Die erste Verteidigungslinie sollte aus Maßnahmen wie Ratenbegrenzung, IP-Filterung und Geoblocking bestehen, wie SoSafe erklärt. Diese Grundmaßnahmen filtern bekannte bösartige Quellen heraus, bevor der Traffic überhaupt den Server erreicht.

Unterschied zu DoS-Angriff

Ein DoS-Angriff (Denial of Service) stammt von einer einzelnen Quelle und ist leichter abzuwehren, da die IP-Adresse identifizierbar ist. DDoS nutzt die Verteilung über viele Geräte, um die Abwehr zu erschweren – ExpressVPN beschreibt diesen Unterschied als zentrale Herausforderung.

Wie funktioniert ein DDoS-Angriff?

Angreifer kapern zunächst Tausende Geräte und installieren darauf Malware, die ferngesteuert werden kann. Diese Botnets senden dann synchronisierte Anfragen an das Ziel – oft gefälschte UDP-Pakete oder HTTP-Requests. Die Server können die Flut nicht verarbeiten und werden langsam oder unresponsive. Beliebte Methoden sind UDP-Floods, SYN-Floods und HTTP-Floods.

Was zu beachten ist

IPS und Firewalls bieten nur begrenzten Schutz gegen raffinierte DDoS-Angriffe – Hornetsecurity warnt davor, sich allein auf diese Maßnahmen zu verlassen.

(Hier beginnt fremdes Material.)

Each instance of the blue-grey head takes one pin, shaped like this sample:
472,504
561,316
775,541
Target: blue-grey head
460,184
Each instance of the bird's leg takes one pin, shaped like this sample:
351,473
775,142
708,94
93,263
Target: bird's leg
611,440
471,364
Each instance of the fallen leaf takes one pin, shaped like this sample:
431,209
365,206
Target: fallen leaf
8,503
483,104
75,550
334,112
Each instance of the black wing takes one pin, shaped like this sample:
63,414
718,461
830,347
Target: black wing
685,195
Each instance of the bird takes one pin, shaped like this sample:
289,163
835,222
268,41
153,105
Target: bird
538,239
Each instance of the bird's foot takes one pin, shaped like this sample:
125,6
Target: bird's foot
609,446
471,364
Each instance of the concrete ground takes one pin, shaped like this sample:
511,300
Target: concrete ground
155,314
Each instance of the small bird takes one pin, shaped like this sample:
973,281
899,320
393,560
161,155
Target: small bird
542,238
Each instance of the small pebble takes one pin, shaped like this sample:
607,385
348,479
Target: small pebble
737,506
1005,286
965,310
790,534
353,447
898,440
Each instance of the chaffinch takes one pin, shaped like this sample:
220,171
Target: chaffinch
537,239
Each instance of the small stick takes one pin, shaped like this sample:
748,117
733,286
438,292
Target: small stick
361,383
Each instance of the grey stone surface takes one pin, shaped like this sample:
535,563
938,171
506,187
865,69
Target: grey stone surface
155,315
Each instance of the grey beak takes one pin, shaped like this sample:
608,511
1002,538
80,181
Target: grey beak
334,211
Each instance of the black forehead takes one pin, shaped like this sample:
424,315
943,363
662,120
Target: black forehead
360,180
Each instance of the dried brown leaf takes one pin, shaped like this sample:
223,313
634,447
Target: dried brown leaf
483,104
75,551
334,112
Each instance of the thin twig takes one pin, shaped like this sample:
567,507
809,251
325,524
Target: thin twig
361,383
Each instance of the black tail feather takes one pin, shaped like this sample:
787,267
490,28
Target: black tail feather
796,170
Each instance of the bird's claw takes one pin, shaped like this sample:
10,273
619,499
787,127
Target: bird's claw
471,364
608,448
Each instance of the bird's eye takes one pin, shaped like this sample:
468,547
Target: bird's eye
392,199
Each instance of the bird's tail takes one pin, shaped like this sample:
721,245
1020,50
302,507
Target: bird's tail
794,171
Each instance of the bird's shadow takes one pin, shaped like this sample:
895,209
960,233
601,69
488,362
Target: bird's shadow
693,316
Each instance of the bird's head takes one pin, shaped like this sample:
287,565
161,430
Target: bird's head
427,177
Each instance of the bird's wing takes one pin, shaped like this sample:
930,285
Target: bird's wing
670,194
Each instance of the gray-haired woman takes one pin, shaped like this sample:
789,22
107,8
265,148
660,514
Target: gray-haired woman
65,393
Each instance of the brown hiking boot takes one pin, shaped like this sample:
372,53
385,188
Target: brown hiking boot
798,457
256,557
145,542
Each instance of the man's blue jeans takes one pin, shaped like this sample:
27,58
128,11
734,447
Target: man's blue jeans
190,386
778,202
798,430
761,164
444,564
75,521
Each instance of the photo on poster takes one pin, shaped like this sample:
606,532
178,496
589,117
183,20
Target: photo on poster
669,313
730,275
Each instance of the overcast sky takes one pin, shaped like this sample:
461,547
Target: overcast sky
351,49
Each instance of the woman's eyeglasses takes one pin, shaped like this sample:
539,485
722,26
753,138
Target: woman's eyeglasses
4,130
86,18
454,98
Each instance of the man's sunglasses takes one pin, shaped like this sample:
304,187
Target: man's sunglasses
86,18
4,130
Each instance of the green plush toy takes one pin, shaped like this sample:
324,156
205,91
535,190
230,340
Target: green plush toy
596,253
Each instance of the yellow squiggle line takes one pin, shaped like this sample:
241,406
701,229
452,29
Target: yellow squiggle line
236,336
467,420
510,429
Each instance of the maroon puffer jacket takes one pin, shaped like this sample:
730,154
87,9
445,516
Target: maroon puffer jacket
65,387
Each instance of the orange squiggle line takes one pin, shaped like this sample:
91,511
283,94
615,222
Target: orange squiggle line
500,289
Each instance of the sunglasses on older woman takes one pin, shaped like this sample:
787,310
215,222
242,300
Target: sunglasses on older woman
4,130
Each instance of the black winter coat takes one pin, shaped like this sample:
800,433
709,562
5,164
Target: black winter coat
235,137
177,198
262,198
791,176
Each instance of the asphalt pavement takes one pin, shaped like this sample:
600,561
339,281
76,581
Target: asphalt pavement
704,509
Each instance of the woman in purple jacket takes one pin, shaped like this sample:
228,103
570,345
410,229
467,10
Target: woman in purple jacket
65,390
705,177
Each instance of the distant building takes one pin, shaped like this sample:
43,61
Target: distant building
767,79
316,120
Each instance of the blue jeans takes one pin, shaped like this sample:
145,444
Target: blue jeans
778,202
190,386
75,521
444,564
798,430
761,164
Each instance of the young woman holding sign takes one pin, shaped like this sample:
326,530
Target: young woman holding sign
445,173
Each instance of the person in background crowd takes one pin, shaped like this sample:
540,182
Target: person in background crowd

Ist ein DDoS-Angriff illegal?

Ja, die Teilnahme an DDoS-Angriffen ist in den meisten Ländern strafbar. In Deutschland fallen solche Angriffe unter Computerbetrug und werden je nach Schwere mit Freiheits- oder Geldstrafen geahndet. Auch die Nutzung von DDoS-as-a-Service-Tools kann strafrechtlich verfolgt werden.

Rechtliche Konsequenzen

Wer einen DDoS-Angriff durchführt oder sich daran beteiligt, macht sich strafbar. Dies gilt auch für junge Nutzer, die über Plattformen wie Discord oder Telegram anonym Dienste buchen. Bundesbehörden wie das BKA und das FBI warnen regelmäßig vor der Beteiligung an solchen Aktivitäten.

Die Konsequenz: Selbst harmlose Beteiligung an DDoS-Diensten kann in Deutschland zu strafrechtlicher Verfolgung führen.

Anmerkung der Redaktion

Das BSI empfiehlt Unternehmen, qualifizierte Dienstleister für Prävention und Reaktion einzubinden – BSI bietet hierzu offizielle Orientierung.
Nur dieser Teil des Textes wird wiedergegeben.